While all this and worse is going on, the Bolivarian Socialist Workers Central (CSBT) which became the biggest union confederation thanks to its use of the power of state institutions, is now, 5 years after its creation, failing to struggle for wages alongside its affiliated and unaffiliated unions. Instead, it is much more concerned with imposing its hegemony in the various states and sectors of the economy, almost always in a thoroughly sectarian and manipulative manner, placing in leadership positions only those whose support is unconditional.
“Wages?”, “Fighting for Wages?” For many of those who control the CSBT, this is a pure economistic deviation, it is not socialist. When workers in state enterprises – as is now the case with the electricity workers – struggle in their contract negotiations to win better wages and to defend their existing conquests, the leaders of the CSBT, first tries to control them so that they do not go on fighting, and then ignores them and even condemns their positions. And if they do declare their support, they do it in the most timid manner possible and without any plan of struggle to help the workers achieve their demands.
This behaviour by the CSBT towards the Venezuelan working class is as that of the president of the oil workers’ federation, the FUTPV, who is also the president of the CSBT. If you speak to oil workers they will easily confirm the situation they are experiencing.
In spite of the above, we are in favour of building the CSBT, of strengthening it, to turning it into an instrument of struggle for the Venezuelan working class. We are not in favour of destroying it, or building an alternative, nor of turning to one of the other union confederations that already exist or survive.
The CSBT needs to be strengthened so that its federations and unions are strengthened. This is necessary so that, in the midst of this situation where workers are distracted and busy trying to survive, where their organised strength is weak, their social conditions are deteriorating and their struggles are dispersed, they can regroup and strengthen themselves as soon as possible.

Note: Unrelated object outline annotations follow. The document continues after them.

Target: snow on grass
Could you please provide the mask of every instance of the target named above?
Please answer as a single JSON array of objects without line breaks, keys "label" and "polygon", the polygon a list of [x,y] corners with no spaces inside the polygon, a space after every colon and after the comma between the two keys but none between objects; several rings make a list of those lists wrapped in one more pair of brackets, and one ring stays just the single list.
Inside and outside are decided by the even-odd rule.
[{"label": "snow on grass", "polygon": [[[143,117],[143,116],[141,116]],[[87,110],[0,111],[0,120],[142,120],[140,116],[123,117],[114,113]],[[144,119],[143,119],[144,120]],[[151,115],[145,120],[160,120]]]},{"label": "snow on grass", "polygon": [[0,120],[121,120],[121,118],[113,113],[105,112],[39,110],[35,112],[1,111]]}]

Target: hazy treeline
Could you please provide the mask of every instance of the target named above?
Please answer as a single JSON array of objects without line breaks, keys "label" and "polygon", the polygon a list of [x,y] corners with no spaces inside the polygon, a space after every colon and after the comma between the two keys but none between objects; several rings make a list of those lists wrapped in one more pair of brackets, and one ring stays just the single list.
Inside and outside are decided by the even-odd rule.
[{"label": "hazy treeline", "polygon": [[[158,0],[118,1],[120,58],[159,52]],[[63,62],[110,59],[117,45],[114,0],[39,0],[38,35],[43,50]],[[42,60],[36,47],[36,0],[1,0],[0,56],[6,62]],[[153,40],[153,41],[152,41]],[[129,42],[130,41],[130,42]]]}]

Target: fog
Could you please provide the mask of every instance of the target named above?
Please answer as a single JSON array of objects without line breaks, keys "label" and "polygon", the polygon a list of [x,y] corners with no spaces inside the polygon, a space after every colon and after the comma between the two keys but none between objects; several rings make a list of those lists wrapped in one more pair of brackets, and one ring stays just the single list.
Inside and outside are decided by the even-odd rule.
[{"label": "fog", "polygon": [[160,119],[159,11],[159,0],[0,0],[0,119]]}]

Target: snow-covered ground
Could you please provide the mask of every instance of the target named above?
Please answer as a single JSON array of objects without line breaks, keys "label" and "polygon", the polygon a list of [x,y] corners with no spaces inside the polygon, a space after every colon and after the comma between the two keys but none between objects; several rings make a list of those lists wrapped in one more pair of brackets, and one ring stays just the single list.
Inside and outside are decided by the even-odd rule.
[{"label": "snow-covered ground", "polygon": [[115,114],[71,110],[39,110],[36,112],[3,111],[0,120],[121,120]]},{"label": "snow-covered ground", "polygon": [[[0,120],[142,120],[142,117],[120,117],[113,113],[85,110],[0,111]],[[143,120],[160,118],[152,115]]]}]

There is no way of substituting for the workers themselves. We are in favour of all workers being organised in a single confederation, with a single union or federation in each sector and a single federation in each region, because unity is strength.
That is our strategic objective. To that end, we need a new way of running the unions, so that all workers are involved in the activity of their organizations. That is how the class struggle and democratic sectors will grow in size and strength.
We want our class organizations to be a part of the solutions to the problems that workers and all the other oppressed social sectors are experiencing. And this, today, in the midst of the economic and social crisis we are experiencing, has only one name: wages.
Wages that are enough to support a family. The struggle for wages cannot be left only in the hands of individual unions. The entire working class puts pressure on these unions and even blames them, because these are what they have to hand to direct their demands, and because they lack awareness of the situation as a whole. But the erosion of wages cannot be resolved merely by discussing collective agreements. Individual unions should not be blamed for this problem. The CSBT as a whole has to take charge of this problem. The challenge is: either act in favour of working people, or put yourselves on the side of capital and the bureaucracy.